North Carolina’s rules on the unauthorized practice of law ("UPL") strictly limit the types of entities that may practice law. Professional corporations owned exclusively by lawyers may practice law. So too may nonprofit corporations functioning as public interest law firms. Otherwise, corporations may not offer legal advice. Though in-house lawyers may advise their corporations, they may not provide legal advice to those outside the corporation.
The Fourth Circuit’s decision in Capital Associated Industries, Inc. v. Stein concludes for now the battle—fought in both the legislature and the courts—over whether North Carolina’s general prohibition bars a trade association (i.e., a corporation) from giving legal advice to its members. Capital Associated Industries wanted to increase its membership revenue by adding legal advice to its repertoire of member services, such as answering members’ questions and drafting documents. The court's decision means that members of a trade association will need to obtain legal counsel in the traditional manner, i.e., through outside law firms, and cannot obtain counsel from an in-house lawyer for the trade association as a member service.
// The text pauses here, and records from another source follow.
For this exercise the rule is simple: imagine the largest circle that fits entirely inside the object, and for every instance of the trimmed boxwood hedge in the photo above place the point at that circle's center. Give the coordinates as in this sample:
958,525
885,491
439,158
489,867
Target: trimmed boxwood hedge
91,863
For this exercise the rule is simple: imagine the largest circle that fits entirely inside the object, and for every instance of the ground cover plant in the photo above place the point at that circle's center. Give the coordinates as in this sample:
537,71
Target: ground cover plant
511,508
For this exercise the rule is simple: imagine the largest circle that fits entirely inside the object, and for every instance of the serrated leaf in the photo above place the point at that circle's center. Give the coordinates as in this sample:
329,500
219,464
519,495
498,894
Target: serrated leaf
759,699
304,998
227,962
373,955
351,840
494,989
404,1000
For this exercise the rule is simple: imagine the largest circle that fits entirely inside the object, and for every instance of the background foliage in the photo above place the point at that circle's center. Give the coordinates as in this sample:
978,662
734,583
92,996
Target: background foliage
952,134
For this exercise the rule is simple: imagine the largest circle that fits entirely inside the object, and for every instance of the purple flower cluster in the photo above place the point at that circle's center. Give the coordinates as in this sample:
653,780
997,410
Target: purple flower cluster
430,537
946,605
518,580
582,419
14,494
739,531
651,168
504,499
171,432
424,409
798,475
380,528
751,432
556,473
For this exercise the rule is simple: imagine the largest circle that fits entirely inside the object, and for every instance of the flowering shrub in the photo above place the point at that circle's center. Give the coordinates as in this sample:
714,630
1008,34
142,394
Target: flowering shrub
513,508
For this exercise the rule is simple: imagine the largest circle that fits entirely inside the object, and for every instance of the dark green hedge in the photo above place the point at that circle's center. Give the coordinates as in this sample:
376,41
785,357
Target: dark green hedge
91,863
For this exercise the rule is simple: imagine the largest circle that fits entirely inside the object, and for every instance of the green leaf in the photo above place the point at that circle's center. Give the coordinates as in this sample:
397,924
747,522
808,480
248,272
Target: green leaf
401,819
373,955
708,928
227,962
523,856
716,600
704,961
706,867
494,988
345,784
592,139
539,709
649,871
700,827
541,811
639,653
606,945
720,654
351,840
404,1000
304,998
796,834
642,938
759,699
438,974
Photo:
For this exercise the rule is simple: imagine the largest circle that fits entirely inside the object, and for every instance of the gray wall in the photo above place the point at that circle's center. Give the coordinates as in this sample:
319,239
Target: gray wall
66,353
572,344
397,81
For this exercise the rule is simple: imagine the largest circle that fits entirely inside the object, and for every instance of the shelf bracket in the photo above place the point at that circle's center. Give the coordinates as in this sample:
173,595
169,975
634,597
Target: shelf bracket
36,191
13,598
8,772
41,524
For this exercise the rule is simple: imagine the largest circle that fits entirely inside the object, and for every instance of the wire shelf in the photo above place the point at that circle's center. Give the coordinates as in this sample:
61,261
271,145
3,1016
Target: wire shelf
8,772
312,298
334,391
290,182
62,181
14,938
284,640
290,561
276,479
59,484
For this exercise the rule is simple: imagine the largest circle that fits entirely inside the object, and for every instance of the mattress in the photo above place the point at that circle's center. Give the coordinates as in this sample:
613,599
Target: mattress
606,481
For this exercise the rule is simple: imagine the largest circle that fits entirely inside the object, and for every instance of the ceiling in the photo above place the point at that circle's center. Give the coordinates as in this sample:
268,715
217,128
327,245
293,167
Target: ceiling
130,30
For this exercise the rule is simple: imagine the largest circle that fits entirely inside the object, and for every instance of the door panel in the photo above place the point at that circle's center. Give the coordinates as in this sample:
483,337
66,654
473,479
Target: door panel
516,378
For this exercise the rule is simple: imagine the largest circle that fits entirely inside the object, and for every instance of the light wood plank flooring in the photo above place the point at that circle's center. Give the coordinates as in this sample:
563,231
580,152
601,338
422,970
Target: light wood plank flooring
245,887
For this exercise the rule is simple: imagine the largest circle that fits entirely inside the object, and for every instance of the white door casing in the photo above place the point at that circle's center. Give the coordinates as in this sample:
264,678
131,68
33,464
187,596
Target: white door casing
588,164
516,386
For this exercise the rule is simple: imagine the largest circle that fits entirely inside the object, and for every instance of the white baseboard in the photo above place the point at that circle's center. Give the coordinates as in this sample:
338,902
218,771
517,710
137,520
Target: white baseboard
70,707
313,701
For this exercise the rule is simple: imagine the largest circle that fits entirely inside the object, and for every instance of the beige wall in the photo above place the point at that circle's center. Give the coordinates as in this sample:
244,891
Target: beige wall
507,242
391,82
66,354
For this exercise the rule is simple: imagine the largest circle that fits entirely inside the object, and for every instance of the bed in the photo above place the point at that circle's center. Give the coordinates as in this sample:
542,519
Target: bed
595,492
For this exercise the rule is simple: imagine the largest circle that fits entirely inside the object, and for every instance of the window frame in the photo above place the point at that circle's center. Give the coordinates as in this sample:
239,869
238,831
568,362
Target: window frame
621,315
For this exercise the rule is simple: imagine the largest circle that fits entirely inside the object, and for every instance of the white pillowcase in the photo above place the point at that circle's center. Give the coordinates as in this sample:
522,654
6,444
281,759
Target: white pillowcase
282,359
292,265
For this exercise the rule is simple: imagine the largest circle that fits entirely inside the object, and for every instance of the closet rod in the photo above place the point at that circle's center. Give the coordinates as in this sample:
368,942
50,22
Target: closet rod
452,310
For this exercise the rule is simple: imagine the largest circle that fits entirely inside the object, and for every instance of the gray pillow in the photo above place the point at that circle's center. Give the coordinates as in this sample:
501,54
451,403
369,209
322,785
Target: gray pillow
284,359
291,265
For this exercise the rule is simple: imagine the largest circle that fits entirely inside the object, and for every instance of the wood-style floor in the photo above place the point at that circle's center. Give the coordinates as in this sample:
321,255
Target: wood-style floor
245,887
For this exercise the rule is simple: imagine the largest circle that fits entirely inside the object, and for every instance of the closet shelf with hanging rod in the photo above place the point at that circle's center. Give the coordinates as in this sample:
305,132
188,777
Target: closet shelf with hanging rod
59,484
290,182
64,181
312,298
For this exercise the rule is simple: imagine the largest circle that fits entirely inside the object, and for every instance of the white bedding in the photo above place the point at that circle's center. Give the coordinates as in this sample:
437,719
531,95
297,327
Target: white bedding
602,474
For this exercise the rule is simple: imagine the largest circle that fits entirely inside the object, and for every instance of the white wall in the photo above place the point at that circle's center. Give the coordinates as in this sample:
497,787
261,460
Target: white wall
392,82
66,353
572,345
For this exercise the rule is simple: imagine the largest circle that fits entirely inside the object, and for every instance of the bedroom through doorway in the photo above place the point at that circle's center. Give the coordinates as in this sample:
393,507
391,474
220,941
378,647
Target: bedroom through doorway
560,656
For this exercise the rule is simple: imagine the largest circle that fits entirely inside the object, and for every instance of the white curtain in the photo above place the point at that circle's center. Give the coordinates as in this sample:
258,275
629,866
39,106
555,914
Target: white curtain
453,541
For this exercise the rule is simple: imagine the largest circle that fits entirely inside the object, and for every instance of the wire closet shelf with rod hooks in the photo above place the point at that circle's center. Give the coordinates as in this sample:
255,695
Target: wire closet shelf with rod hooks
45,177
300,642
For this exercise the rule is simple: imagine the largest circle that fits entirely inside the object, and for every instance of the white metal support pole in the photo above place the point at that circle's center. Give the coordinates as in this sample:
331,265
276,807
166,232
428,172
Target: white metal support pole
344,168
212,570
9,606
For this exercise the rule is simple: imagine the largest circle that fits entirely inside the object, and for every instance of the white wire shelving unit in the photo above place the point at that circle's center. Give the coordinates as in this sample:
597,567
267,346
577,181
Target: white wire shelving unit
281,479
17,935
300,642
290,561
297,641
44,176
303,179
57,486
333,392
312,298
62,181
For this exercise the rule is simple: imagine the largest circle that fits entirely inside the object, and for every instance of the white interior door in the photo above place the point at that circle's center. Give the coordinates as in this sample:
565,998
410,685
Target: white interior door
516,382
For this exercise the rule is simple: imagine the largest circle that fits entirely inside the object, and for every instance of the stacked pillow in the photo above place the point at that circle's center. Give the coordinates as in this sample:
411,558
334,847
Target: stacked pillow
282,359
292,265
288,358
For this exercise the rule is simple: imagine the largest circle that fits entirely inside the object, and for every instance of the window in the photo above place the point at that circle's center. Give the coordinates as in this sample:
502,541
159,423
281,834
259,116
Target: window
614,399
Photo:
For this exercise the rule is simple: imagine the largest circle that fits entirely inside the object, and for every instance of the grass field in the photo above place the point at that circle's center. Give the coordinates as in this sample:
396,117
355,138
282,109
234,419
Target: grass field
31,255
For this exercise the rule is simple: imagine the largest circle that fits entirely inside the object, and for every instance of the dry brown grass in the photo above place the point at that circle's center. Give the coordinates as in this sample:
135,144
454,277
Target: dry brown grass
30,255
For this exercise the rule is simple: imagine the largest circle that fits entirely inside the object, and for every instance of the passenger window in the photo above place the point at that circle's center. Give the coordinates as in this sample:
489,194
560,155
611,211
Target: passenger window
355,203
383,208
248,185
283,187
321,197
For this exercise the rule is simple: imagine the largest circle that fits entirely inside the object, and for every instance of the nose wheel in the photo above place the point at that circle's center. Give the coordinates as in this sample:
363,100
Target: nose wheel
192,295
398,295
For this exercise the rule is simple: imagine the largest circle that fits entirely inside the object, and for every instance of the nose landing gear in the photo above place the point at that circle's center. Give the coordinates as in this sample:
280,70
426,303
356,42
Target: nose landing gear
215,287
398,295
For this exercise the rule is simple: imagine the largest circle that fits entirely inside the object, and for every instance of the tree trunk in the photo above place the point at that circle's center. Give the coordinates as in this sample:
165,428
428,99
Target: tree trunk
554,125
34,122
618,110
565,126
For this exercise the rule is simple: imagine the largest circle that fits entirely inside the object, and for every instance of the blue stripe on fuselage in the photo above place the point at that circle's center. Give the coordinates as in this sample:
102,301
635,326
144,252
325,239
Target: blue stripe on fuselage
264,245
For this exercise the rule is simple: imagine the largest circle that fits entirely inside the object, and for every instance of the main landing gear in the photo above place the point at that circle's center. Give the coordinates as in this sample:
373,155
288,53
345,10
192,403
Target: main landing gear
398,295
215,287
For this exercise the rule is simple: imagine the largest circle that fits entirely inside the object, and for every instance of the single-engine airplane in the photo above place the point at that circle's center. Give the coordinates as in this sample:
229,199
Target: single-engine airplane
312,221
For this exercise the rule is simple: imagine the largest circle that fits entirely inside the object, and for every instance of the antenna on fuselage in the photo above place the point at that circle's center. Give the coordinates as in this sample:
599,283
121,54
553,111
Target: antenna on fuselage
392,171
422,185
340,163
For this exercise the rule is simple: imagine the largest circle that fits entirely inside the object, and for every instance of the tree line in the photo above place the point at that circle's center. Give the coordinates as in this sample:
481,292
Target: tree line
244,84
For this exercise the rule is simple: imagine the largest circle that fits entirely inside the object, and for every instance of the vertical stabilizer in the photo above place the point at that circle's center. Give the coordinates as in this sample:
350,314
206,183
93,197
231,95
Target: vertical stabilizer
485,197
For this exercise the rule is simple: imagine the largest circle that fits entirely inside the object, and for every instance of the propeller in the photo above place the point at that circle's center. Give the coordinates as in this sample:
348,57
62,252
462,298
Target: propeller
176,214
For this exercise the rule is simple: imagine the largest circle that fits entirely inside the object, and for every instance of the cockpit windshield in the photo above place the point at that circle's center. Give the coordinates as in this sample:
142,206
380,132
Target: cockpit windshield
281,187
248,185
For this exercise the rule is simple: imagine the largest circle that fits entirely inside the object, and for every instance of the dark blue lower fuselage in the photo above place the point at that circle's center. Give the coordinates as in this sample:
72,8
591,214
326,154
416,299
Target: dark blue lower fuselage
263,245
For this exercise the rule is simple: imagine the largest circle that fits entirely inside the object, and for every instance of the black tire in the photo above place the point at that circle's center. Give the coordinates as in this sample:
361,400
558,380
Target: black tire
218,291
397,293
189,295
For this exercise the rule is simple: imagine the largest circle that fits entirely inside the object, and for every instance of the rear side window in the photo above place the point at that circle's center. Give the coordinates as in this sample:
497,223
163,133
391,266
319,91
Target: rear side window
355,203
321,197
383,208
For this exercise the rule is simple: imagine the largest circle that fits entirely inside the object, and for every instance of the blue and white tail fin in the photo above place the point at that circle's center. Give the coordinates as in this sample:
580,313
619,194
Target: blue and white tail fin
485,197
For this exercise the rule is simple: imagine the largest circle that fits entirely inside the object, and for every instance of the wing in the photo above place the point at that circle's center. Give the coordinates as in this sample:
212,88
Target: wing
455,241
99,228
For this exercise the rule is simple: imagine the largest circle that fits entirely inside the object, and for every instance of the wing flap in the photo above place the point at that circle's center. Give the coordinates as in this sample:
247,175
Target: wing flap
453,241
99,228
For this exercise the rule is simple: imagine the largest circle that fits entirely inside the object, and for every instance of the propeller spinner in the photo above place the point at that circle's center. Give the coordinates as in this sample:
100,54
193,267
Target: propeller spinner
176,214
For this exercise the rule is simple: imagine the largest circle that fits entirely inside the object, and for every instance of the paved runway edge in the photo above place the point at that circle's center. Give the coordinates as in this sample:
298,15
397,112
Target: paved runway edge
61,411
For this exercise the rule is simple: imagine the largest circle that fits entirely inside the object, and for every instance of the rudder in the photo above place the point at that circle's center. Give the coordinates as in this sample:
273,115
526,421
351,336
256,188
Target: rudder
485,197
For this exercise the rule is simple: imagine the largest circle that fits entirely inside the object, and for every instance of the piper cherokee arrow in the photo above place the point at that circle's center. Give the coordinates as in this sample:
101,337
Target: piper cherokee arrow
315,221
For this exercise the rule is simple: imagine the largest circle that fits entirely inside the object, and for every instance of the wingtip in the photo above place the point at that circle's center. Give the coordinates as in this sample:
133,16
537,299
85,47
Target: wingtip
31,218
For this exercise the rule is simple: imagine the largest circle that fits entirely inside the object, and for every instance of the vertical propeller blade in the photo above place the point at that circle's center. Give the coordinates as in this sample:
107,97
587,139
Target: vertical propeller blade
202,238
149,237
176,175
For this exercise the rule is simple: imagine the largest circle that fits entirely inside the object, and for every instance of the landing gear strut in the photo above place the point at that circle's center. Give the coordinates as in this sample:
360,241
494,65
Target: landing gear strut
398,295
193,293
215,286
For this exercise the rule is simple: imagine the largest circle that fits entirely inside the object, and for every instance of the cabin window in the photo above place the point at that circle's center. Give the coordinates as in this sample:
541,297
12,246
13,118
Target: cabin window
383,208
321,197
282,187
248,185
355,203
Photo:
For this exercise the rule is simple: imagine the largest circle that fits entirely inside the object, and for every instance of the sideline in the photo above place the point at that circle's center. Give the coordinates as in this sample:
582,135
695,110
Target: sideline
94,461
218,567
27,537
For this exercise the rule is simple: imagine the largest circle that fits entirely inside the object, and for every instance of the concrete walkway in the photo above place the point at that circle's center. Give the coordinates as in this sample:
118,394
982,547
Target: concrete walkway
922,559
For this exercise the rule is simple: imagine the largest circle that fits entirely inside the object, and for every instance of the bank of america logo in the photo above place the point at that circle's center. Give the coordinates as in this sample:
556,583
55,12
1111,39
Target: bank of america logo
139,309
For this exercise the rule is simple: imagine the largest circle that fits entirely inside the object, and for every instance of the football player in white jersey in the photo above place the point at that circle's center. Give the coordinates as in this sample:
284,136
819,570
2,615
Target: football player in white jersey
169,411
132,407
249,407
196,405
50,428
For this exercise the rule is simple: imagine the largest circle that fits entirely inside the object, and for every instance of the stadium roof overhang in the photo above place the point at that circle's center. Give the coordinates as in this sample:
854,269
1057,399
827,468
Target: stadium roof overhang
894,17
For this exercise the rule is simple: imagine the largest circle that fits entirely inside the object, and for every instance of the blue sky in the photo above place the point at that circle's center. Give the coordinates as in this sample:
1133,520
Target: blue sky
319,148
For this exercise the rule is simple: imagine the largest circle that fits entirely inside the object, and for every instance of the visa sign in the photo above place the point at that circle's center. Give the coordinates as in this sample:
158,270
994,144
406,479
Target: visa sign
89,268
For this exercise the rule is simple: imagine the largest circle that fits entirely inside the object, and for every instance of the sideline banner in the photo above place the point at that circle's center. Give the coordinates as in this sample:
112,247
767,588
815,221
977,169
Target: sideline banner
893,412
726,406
The Fourth Circuit’s decision indicates that North Carolina’s restriction on legal advice by corporations is likely to remain in place for the foreseeable future, for at least two reasons.
First, neither North Carolina’s General Assembly nor its State Bar seems inclined to depart from the prohibition. The legislature failed to pass bills introduced in 2011 and 2013 that would have allowed licensed attorneys employed by trade associations or business leagues to advise their members. The State Bar, which intervened as a defendant in Capital Associated Industries to defend the state’s UPL rules, outlined the state’s concerns about conflicts of interest that may exist within corporations. Essentially, the interests of non-lawyer directors and officers may diverge from the interests of the clients receiving the legal advice. For example, a client may wish to take a course of action that would hurt the corporation’s interests, or a client may reveal confidential information that the corporation would benefit from knowing. The attorney would have ethical duties to the client, including the duties of loyalty and confidentiality. Non-lawyers managing the corporation—who would not themselves be bound by the same ethical obligations—may prefer that their attorney employee act in the best interests of the corporation rather than the client.
The second reason for the likely continuance of the broad ban on corporate legal practice is that federal courts continue to grant state regulators considerable leeway in defining who may offer legal services. The court in Capital Associated Industries rejected a variety of challenges, based on the state and federal constitutions, to the UPL statutes. States may set their rules differently; for example, a handful of states allow trade associations to offer legal advice. In general, however, state licensing rules need only be reasonable to survive legal challenge. The court found North Carolina's UPL rules satisfied that standard.
UPL rules, however, have changed in the past and may change further with evolving standards in the economy. In a 2015 settlement of long-running litigation against LegalZoom—and in a 2016 amendment to the state’s UPL statutes—North Carolina recognized that a corporation does not "practice law" in the state when it offers online custom document preparation services. But the state rarely grants concessions like this. When it does allow legal service providers to break new ground, the state will generally impose significant safeguards to ensure the public remains protected, as it did in the case of LegalZoom.